La « régularisation » d'étrangers
c'est-à-dire la reconnaissance d'un droit au séjour
selon des règles dérogatoires à la législation
en vigueur n'est pas une pratique nouvelle en France. Elle
a constitué d'ailleurs le principal mode d'obtention d'un permis
de travail entre la fin de la seconde guerre mondiale et les années
soixante-dix, date à laquelle la France a fermé ses frontières
à l'immigration de travail. Pendant cette période, la
législation sur les étrangers (Ordonnance du 2 novembre
1945) avait confié à l'Office national d'immigration (ONI)
le monopole de l'introduction de travailleurs étrangers, qui
devaient théoriquement avoir obtenu un contrat de travail visé
par les autorités françaises avant leur arrivée
en France.
En réalité, la loi n'était pratiquement jamais
respectée : le manque de main-d'uvre pendant la phase
de reconstruction de l'après-guerre, puis durant la période
de croissance économique, le besoin des entreprises de disposer
rapidement d'effectifs en nombre avaient conduit à marginaliser
la procédure officielle d'introduction de travailleurs au profit
d'une immigration « spontanée » en
fait souvent organisée par les employeurs eux-mêmes
qui, après plusieurs années d'activité en France,
obtenait sans trop de difficultés un permis de séjour
et de travail par « régularisation ».
En 1968, le taux de titres de séjour délivrés
selon cette méthode atteignait 82 %, ce qui montre à
quel point la maîtrise des flux migratoires échappait de
façon quasi absolue à l'État en période
de plein-emploi. C'est une époque où le ministre du travail
pouvait déclarer sans choquer : « l'immigration
clandestine n'est pas inutile car si l'on s'en tenait à l'application
stricte des règlements et des accords internationaux nous manquerions
peut-être de main-d'uvre » (Les Échos,
29 mars 1966).
La situation va commencer à s'inverser au tout début
des années soixante-dix, avec un changement de conjoncture économique :
la croissance diminue. Dès lors, le gouvernement cherche à
reprendre en main le contrôle des flux d'immigration de travail
en décidant d'interdire, pour l'avenir, la procédure de
régularisation, et de ne plus laisser entrer les travailleurs
étrangers qu'à condition qu'ils en aient obtenu l'autorisation
préalable (1972).
Ce premier coup d'arrêt ayant suscité une certaine tension
sociale tant chez les employeurs contraints à assumer une partie
des charges de l'émigration que dans la mouvance associative
et syndicale qui y voit une volonté de contrôle social
de la main-d'uvre étrangère, le gouvernement décide,
un an après, par une circulaire du 13 juin 1973, de normaliser
la situation de près de 40 000 travailleurs étrangers
entrés en France hors des procédures légales.

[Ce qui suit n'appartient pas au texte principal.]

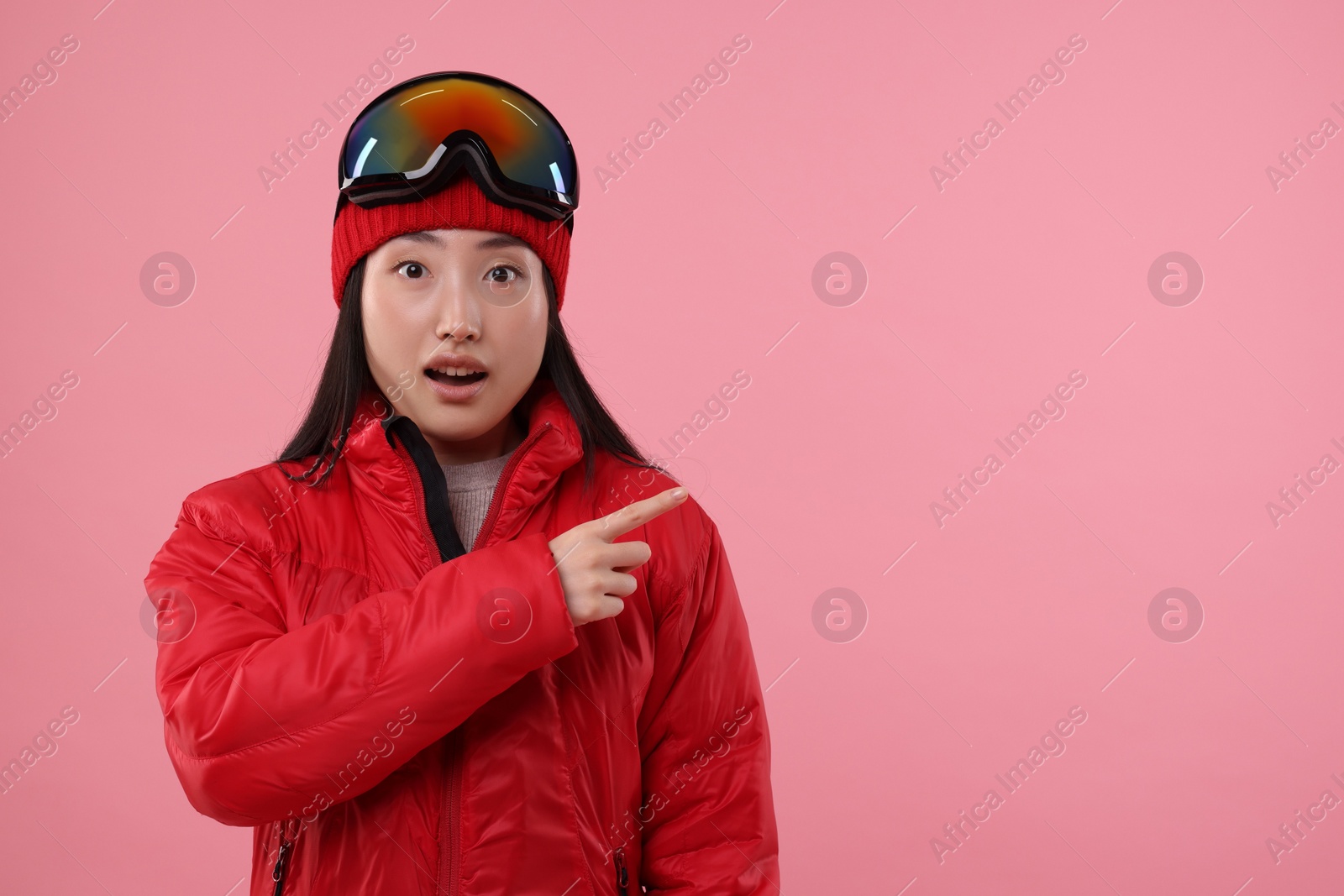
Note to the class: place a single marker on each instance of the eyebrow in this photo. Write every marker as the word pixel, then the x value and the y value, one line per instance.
pixel 497 241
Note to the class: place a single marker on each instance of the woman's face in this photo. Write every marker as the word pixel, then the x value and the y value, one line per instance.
pixel 440 302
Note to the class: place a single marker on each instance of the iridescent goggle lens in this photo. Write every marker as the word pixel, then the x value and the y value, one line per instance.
pixel 398 140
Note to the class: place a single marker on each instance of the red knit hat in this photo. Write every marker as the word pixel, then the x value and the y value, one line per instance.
pixel 360 231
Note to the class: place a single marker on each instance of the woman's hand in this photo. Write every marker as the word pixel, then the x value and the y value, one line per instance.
pixel 593 569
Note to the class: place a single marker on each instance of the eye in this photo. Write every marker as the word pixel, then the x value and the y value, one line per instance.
pixel 504 273
pixel 414 270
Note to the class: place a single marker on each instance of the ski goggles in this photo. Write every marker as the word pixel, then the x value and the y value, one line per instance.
pixel 412 140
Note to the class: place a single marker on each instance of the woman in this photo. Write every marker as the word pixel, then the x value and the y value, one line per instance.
pixel 570 705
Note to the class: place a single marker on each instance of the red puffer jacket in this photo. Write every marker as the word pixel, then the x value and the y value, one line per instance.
pixel 393 715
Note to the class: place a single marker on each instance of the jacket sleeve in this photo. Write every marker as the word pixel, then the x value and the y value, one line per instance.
pixel 706 747
pixel 261 721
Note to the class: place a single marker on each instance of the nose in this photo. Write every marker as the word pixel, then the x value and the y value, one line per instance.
pixel 459 311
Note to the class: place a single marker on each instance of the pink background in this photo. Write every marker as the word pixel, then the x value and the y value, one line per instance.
pixel 698 262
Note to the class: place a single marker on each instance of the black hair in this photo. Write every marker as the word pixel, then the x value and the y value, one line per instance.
pixel 346 379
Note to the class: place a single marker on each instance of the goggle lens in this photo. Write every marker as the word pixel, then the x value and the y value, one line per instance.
pixel 403 134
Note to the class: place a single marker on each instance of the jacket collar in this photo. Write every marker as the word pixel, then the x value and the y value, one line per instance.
pixel 551 446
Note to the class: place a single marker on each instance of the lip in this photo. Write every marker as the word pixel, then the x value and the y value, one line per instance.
pixel 449 359
pixel 459 394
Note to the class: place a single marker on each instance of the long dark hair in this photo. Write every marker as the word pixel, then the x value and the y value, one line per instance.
pixel 346 378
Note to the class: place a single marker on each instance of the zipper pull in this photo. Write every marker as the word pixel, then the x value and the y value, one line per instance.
pixel 281 866
pixel 622 876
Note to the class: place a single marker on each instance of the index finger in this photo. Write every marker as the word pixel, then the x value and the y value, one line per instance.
pixel 638 513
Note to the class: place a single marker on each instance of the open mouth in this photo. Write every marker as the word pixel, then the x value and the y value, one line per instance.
pixel 456 379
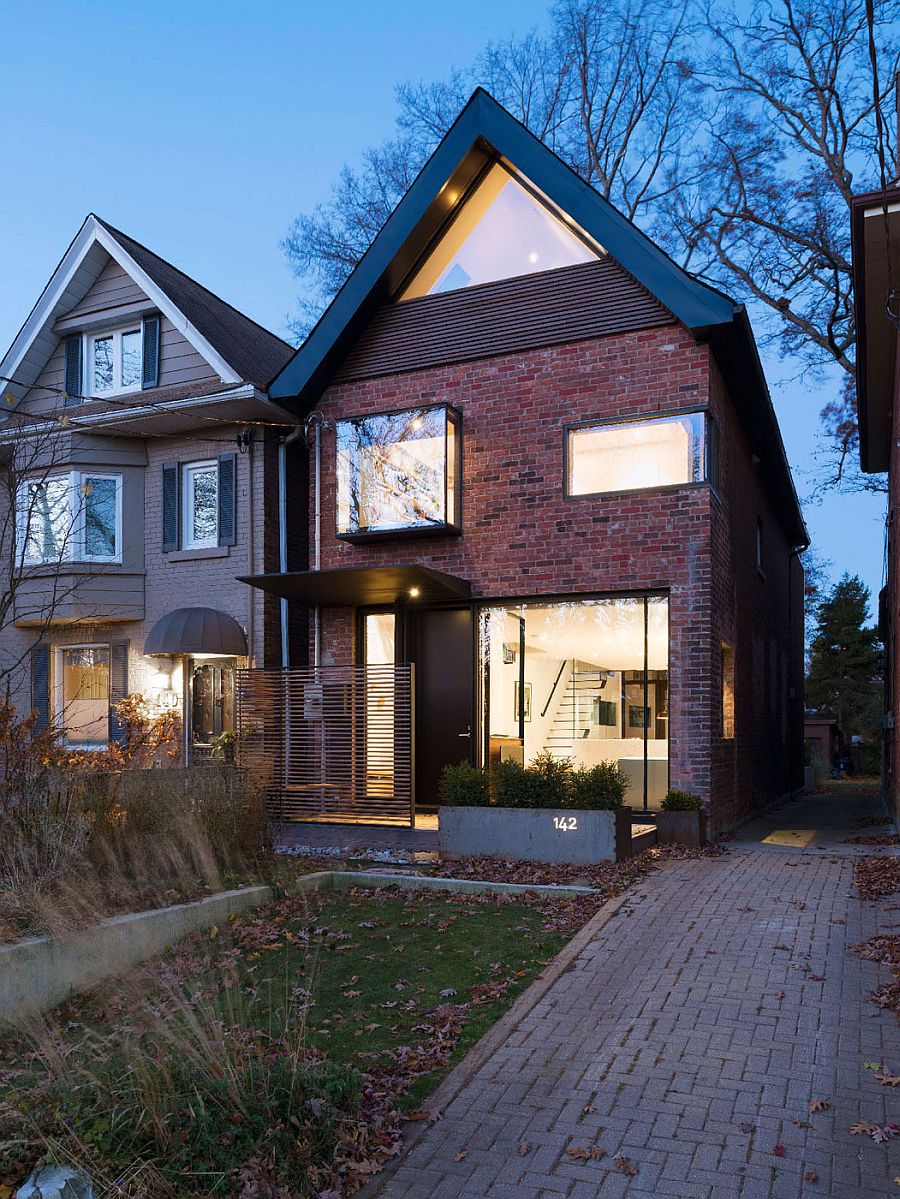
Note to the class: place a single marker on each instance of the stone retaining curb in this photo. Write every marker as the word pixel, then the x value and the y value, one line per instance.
pixel 42 971
pixel 494 1038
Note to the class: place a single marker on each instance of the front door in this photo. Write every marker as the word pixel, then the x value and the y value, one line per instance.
pixel 445 696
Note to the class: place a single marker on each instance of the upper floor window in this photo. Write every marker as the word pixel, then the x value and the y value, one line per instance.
pixel 501 232
pixel 200 505
pixel 638 455
pixel 115 361
pixel 72 517
pixel 398 473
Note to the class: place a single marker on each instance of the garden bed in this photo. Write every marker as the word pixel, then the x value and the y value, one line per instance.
pixel 356 1002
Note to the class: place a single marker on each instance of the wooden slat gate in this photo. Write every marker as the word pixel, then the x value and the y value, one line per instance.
pixel 331 742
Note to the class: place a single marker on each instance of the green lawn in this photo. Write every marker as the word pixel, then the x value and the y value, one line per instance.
pixel 289 1038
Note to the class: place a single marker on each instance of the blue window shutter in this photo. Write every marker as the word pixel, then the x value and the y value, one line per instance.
pixel 150 374
pixel 73 368
pixel 228 498
pixel 41 686
pixel 118 690
pixel 171 507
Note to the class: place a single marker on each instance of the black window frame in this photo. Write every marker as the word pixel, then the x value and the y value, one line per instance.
pixel 710 450
pixel 446 528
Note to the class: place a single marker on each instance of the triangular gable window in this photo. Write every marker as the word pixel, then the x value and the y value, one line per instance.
pixel 502 232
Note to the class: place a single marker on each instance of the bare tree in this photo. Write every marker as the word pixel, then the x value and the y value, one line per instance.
pixel 765 206
pixel 604 90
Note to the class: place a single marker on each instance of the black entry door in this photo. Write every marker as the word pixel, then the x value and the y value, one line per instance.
pixel 445 696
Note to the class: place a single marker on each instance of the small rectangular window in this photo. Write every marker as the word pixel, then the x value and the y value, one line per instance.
pixel 636 455
pixel 200 504
pixel 398 473
pixel 115 361
pixel 728 693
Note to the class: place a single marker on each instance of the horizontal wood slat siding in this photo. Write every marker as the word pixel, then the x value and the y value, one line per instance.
pixel 568 305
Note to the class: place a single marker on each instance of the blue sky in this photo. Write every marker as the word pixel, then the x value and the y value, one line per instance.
pixel 203 128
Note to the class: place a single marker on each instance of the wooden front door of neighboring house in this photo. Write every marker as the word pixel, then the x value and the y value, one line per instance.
pixel 444 652
pixel 212 703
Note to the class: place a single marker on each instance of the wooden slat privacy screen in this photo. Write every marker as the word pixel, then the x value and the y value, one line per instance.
pixel 330 742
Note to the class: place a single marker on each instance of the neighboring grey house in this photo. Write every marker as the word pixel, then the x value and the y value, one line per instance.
pixel 144 453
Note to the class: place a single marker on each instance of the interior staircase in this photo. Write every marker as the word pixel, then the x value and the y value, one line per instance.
pixel 574 711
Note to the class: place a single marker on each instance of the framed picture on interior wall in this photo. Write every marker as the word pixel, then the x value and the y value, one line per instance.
pixel 638 716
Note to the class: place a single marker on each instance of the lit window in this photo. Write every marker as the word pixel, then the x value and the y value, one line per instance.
pixel 398 471
pixel 636 455
pixel 501 232
pixel 115 362
pixel 83 694
pixel 73 517
pixel 728 692
pixel 200 506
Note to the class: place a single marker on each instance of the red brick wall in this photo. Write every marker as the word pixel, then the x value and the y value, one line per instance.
pixel 520 536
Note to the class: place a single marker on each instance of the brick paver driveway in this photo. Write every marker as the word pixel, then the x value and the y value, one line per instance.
pixel 689 1036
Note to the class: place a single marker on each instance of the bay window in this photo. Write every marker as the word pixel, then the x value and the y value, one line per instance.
pixel 636 455
pixel 398 473
pixel 71 517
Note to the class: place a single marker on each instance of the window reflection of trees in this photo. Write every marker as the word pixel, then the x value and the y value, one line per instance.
pixel 393 469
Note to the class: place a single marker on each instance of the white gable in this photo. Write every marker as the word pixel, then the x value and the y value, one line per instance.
pixel 82 266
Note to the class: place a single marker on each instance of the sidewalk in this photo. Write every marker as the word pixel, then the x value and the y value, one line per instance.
pixel 689 1037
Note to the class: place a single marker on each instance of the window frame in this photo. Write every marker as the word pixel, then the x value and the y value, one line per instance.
pixel 74 548
pixel 116 335
pixel 452 526
pixel 710 432
pixel 187 470
pixel 59 700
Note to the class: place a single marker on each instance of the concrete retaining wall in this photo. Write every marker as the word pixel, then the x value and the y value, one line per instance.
pixel 42 971
pixel 536 835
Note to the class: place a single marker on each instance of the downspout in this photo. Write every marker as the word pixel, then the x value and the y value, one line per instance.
pixel 315 421
pixel 283 443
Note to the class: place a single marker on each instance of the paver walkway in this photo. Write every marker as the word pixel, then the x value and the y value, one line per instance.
pixel 689 1036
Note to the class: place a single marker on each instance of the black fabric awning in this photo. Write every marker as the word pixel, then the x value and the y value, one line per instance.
pixel 355 585
pixel 197 631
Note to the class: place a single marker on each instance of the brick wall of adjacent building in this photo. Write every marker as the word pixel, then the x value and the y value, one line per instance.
pixel 523 537
pixel 203 578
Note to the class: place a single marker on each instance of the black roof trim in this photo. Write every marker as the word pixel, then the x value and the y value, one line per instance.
pixel 482 132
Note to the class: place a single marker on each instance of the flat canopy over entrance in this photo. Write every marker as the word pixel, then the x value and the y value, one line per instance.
pixel 351 586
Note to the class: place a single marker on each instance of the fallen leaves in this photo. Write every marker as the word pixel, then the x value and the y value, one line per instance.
pixel 879 1133
pixel 586 1154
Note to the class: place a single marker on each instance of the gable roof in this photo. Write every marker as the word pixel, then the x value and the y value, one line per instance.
pixel 482 133
pixel 236 348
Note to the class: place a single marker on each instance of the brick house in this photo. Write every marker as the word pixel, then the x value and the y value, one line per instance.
pixel 139 446
pixel 548 473
pixel 875 233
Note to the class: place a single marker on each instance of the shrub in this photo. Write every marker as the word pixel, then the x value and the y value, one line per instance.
pixel 602 787
pixel 543 784
pixel 464 785
pixel 681 801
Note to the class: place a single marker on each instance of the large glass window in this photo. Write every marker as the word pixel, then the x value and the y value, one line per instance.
pixel 586 680
pixel 398 471
pixel 115 361
pixel 502 230
pixel 83 694
pixel 74 517
pixel 200 505
pixel 636 455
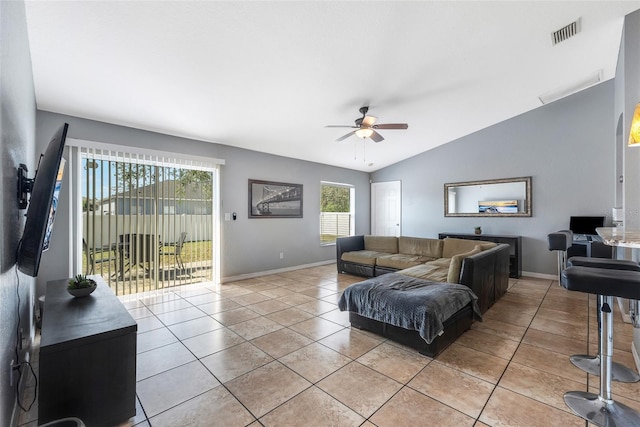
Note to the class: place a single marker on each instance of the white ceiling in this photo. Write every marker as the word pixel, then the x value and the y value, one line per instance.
pixel 268 76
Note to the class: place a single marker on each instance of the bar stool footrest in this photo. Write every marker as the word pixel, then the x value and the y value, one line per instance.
pixel 591 365
pixel 600 412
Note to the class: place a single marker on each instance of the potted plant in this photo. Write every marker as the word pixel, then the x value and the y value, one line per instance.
pixel 81 286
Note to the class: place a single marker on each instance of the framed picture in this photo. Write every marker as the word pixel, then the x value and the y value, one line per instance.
pixel 269 199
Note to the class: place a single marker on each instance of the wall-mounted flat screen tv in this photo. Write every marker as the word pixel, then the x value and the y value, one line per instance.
pixel 43 204
pixel 585 224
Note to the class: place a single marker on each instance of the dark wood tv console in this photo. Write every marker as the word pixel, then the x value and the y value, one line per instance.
pixel 515 254
pixel 87 357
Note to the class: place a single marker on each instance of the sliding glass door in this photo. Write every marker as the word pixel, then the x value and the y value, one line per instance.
pixel 148 222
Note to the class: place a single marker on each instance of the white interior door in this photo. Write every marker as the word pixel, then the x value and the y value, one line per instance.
pixel 386 203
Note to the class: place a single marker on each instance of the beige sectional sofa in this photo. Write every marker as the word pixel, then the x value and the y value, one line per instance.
pixel 482 266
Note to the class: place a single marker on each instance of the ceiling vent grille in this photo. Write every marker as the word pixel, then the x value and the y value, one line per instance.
pixel 565 32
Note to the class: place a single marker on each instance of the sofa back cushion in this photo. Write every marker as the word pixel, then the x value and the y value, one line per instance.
pixel 454 246
pixel 387 244
pixel 455 266
pixel 420 246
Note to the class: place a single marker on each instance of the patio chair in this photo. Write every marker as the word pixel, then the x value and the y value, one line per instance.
pixel 175 249
pixel 96 255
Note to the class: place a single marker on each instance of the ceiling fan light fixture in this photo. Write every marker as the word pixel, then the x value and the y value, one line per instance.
pixel 364 133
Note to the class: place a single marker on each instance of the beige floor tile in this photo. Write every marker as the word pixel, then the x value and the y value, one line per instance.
pixel 148 324
pixel 466 393
pixel 567 305
pixel 314 361
pixel 316 328
pixel 173 305
pixel 317 307
pixel 249 299
pixel 296 299
pixel 268 306
pixel 172 317
pixel 319 291
pixel 548 361
pixel 337 316
pixel 281 342
pixel 289 316
pixel 351 342
pixel 541 386
pixel 195 327
pixel 198 300
pixel 214 407
pixel 312 407
pixel 235 315
pixel 275 292
pixel 501 329
pixel 394 362
pixel 573 331
pixel 555 343
pixel 154 339
pixel 473 362
pixel 219 306
pixel 254 328
pixel 360 388
pixel 509 315
pixel 506 409
pixel 208 343
pixel 267 387
pixel 235 361
pixel 170 388
pixel 423 411
pixel 161 359
pixel 489 343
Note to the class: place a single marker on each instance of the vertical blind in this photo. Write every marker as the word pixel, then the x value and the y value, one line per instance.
pixel 149 221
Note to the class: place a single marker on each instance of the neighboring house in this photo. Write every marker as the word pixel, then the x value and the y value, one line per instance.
pixel 166 197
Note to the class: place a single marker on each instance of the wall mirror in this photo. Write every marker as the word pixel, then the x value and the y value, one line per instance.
pixel 495 197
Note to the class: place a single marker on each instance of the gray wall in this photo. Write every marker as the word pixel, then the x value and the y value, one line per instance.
pixel 17 126
pixel 627 96
pixel 566 146
pixel 247 245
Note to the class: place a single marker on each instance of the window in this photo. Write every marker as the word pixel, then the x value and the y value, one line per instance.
pixel 337 205
pixel 147 221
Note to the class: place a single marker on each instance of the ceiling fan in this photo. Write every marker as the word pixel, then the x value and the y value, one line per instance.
pixel 366 127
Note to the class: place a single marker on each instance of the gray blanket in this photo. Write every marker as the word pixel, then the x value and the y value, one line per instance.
pixel 408 302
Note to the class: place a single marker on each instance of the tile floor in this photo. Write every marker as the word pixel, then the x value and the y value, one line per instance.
pixel 276 351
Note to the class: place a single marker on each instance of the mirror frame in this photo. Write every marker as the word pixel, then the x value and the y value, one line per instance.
pixel 527 209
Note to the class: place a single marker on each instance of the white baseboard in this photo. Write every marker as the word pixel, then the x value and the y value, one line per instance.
pixel 279 270
pixel 538 275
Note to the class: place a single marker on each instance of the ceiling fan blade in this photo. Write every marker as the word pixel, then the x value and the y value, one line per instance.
pixel 343 137
pixel 392 126
pixel 368 121
pixel 376 137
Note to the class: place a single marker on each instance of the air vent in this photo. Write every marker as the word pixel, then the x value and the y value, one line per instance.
pixel 565 32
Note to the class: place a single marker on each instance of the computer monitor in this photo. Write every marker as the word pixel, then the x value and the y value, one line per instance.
pixel 585 224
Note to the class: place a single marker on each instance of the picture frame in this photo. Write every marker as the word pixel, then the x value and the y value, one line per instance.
pixel 270 199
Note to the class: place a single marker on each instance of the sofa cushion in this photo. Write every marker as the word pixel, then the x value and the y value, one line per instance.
pixel 400 261
pixel 363 257
pixel 388 244
pixel 431 248
pixel 454 246
pixel 453 275
pixel 430 271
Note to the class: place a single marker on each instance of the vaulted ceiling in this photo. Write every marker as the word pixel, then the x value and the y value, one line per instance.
pixel 268 76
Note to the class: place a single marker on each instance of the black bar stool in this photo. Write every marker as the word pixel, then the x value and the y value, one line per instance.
pixel 600 408
pixel 560 241
pixel 589 363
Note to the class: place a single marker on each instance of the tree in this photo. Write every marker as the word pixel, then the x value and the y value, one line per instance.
pixel 334 198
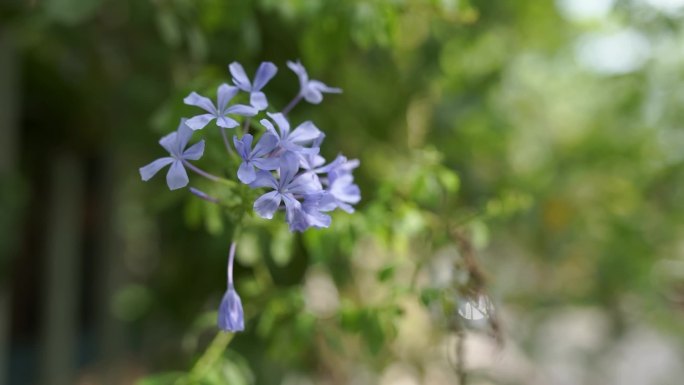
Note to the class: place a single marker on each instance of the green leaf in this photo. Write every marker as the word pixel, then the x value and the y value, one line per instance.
pixel 281 246
pixel 71 11
pixel 386 273
pixel 168 378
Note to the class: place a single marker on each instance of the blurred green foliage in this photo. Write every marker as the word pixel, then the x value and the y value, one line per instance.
pixel 565 182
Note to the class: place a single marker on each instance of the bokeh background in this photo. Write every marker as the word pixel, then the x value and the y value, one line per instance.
pixel 524 158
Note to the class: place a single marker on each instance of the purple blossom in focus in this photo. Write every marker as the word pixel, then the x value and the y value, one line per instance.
pixel 219 112
pixel 256 157
pixel 175 144
pixel 296 139
pixel 265 72
pixel 311 90
pixel 231 316
pixel 286 189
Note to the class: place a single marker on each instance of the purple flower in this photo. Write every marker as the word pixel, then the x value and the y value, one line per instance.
pixel 231 316
pixel 293 140
pixel 311 90
pixel 285 189
pixel 175 144
pixel 265 72
pixel 256 157
pixel 341 183
pixel 224 94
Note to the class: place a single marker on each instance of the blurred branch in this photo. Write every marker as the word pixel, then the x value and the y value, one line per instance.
pixel 208 359
pixel 10 193
pixel 65 233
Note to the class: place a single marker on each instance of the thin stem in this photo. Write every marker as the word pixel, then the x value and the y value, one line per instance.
pixel 293 103
pixel 460 357
pixel 202 195
pixel 225 141
pixel 245 126
pixel 231 259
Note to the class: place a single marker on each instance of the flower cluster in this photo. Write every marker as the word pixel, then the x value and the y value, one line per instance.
pixel 284 161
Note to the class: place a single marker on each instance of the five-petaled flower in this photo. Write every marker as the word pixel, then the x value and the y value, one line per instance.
pixel 219 112
pixel 265 72
pixel 296 139
pixel 285 189
pixel 311 90
pixel 285 160
pixel 175 144
pixel 256 157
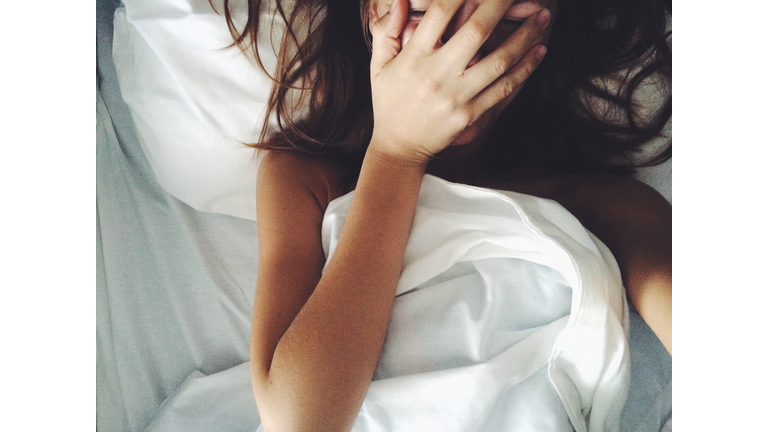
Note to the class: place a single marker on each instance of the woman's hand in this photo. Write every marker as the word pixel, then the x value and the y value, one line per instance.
pixel 424 94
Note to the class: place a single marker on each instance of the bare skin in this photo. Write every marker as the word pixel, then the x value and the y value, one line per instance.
pixel 317 335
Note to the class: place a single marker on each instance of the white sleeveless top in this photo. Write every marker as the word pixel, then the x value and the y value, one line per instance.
pixel 509 315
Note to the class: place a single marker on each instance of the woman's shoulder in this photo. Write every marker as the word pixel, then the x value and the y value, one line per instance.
pixel 298 174
pixel 612 205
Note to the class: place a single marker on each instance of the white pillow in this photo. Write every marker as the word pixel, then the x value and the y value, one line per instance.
pixel 194 102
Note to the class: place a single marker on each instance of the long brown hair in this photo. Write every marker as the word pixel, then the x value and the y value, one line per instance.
pixel 578 112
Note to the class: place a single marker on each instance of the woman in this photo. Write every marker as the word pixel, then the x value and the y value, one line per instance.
pixel 453 91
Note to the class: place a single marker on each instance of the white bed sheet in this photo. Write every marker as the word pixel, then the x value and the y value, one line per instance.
pixel 175 288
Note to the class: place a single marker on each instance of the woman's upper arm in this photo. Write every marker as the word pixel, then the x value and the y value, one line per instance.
pixel 635 222
pixel 290 207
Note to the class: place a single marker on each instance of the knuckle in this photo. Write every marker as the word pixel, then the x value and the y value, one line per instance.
pixel 438 12
pixel 500 66
pixel 473 33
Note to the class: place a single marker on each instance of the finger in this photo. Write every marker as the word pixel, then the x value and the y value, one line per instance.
pixel 509 53
pixel 433 24
pixel 468 39
pixel 385 33
pixel 509 85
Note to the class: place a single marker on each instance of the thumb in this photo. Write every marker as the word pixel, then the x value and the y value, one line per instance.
pixel 386 26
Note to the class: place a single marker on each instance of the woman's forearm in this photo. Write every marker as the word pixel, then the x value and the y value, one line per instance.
pixel 324 363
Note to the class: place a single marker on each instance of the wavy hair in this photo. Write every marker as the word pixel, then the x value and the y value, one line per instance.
pixel 585 109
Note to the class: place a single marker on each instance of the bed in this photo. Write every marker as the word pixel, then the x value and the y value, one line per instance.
pixel 176 231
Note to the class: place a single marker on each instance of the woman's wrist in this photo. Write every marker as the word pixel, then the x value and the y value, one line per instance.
pixel 396 154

C'est la première « régularisation exceptionnelle ».
Elle devait être suivie en 1979, de façon beaucoup plus
ponctuelle, par une opération de régularisation de quelque
3 000 travailleurs turcs employés dans des ateliers clandestins
de confection du quartier du Sentier à Paris.
L'une des premières initiatives de la gauche arrivée
au pouvoir en 1981 a été d'organiser ce qui est resté
dans les mémoires comme la « grande régularisation »,
puisqu'elle a conduit à munir de papiers autour de 130 000
travailleurs étrangers.
Organisée par circulaire, cette régularisation avait
pour objet l'apurement du passé : malgré la décision
annoncée en 1974 par le gouvernement d'interrompre le flux d'immigration
salariée, l'entrée en France en dehors des procédures
régulières et l'emploi d'étrangers sans titre n'avaient
en réalité jamais cessé. La circulaire s'inscrivait
dans un contexte de vastes réformes législatives dans
ces deux domaines : une loi sur le travail des étrangers
et une loi sur leurs conditions d'entrée et de séjour
devaient être adoptées à l'automne 1981, ce qui
justifiait de régler, en amont, les problèmes engendrés
par les législations précédentes.
La circulaire du 11 août 1981 soumettait les travailleurs
étrangers sans titre à deux conditions pour être
régularisés : être entrés en France
avant le 1er janvier 1981, et pouvoir justifier d'un emploi stable,
avec ou sans contrat de travail. Les étrangers régularisés
recevaient une carte de séjour et de travail d'une durée
de validité d'un an, renouvelable.
Se sont posés rapidement des problèmes liés à
l'instabilité de l'emploi des postulants, qui ont conduit les
pouvoirs publics à élargir, par des textes successifs,
les catégories bénéficiaires : titulaires
de faux papiers, salariés à employeurs multiples (employés
de maison), stagiaires, titulaires de contrats d'apprentissage, puis
travailleurs saisonniers et travailleurs intérimaires.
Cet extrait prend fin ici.